Greenpeace noted that the $555 billion in climate spending will leave Biden falling short of "his own climate targets."
The clean electricity initiative
would have eliminated carbon emissions from the power sector by 2035, with the president pushing to reach net-zero emissions in the U.S. by 2050. The package also leaves out a fee for methane use by the oil and gas industries, a provision that was
reportedly cut from the framework at the insistence of right-wing Sen.
Joe Manchin (D-W.Va.).
"The Biden administration and Congress's inability to craft a bill that ends taxpayer funding of the industry most responsible for the climate crisis is a betrayal of Biden's campaign promise, the will of the people who elected him, and a failure to deliver on a globally agreed-upon, common-sense climate policy,"
said Janet Redman, climate campaign director for Greenpeace USA.

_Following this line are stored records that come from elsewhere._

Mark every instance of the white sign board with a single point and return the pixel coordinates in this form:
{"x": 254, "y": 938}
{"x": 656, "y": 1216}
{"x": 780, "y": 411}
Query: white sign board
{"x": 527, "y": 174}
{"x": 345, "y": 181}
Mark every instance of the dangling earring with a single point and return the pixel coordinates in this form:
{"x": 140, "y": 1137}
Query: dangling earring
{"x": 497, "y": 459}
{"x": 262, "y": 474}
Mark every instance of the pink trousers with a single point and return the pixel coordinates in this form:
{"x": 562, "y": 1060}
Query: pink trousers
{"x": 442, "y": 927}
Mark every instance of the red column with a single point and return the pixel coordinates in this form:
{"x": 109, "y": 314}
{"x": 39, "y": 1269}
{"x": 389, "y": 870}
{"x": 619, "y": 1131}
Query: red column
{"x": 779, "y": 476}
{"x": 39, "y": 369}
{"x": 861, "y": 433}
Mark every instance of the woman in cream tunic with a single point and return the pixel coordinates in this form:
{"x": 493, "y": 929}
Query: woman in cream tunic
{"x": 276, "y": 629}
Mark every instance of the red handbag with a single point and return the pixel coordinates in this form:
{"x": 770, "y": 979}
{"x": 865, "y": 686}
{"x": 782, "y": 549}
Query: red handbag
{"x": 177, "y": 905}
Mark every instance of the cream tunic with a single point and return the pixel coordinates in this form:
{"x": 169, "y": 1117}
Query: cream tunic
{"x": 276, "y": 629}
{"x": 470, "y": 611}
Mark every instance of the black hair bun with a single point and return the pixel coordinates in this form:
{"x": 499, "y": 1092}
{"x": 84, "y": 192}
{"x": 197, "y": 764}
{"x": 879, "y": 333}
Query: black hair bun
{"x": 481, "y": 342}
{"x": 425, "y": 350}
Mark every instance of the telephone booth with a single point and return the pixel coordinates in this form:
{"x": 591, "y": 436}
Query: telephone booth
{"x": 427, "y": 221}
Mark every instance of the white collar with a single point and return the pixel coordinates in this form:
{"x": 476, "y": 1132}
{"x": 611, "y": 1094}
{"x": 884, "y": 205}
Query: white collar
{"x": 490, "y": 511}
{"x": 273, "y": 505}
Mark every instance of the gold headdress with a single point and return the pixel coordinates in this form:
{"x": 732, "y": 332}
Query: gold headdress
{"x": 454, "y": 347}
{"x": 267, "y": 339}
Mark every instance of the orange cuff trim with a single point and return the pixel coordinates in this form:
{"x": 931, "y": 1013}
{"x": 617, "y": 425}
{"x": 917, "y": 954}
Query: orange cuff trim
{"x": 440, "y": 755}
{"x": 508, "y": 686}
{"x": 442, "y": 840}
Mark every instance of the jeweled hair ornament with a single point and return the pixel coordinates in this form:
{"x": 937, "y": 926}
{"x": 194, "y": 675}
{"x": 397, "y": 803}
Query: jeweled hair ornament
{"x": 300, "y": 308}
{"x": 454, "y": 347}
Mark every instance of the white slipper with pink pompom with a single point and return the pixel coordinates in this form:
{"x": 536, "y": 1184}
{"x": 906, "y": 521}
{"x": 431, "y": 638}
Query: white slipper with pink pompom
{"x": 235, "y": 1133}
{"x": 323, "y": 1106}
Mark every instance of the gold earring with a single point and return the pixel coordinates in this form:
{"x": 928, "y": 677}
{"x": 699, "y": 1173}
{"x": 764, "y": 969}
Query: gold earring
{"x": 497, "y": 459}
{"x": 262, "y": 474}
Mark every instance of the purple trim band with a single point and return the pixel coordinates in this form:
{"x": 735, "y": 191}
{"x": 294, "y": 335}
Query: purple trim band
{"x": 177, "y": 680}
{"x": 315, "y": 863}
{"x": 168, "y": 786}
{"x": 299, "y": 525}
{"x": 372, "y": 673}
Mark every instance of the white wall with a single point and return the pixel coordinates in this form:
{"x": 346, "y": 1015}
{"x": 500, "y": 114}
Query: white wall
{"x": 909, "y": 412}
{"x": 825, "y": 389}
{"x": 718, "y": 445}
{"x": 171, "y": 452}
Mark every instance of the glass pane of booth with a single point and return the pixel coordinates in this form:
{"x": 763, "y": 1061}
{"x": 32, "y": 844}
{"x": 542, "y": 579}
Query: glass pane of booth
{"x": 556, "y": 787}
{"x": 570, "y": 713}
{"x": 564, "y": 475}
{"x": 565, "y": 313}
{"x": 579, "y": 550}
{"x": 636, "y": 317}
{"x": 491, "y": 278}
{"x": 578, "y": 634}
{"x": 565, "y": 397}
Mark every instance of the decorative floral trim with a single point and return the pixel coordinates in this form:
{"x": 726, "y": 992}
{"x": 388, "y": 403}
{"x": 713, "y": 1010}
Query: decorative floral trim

The framework was released just days before the president is set to attend the United Nations Climate Change Conference (COP 26) in Glasgow, and left climate advocates alarmed over the message the package sends to the international community as countries prepare to make their own commitments to tackle the planetary emergency.
"This spending package is not enough to prove that the U.S. is a global leader in a world in a climate crisis," said Redman.
The
Sunrise Movement, which has led protests in recent weeks demanding that right-wing Democratic senators including Manchin and Sen.
Kyrsten Sinema (D-Ariz.) end their obstruction of the Build Back Better agenda, emphasized that progressives in Congress still have to agree to the package that resulted from weeks of negotiations.
"This framework is exactly that--it's just a framework,"
said executive director Varshini Prakash. "A deal is not a deal until progressives agree to it."
Prakash called the $555 billion proposed investment in climate action "promising" but said the elimination of numerous provisions to help lower- and middle-class families was "appalling and frankly cruel," warning, "progressives are the ones who have fought like hell for Biden's full agenda, and their votes cannot be taken for granted."
Rep.
Alexandria Ocasio-Cortez (D-N.Y.) told
Politico that House progressives "need to have certainty, either through legislative text, through uniform agreement, that we can trust" that the pared-down reconciliation package will have the support of all 50 Democrats in the Senate before the narrower Bipartisan Infrastructure Framework (BIF) is passed.
"First and foremost, passing BIF alone, I do not think is a positive climate message,"
said Ocasio-Cortez. "I think having and agreeing on a plan to draw down emissions and invest in environmental justice in this country is what we want to send the president to Glasgow with."
The Sunrise Movement and other progressive groups echoed Ocasio-Cortez and Sen.
Bernie Sanders (I-Vt.), who
made a similar demand.
"We stand with Sen. Sanders and House Progressives on needing to see the legislative text, ensuring Sen. Manchin and Sinema vote for the reconciliation package, and passing reconciliation in the House before the House brings the BIF to a vote," said Prakash.
Redman called the framework "a clarion call to the climate movement and all who care about their kids' futures to double down and demand climate action at the scale, speed, and ambition necessary," expressing hope that fossil fuel subsidies could still be eliminated from the final version of the spending package.
"We will continue to push for aggressive climate policies and to eliminate all fossil fuel subsidies until the final bill is signed," said Redman.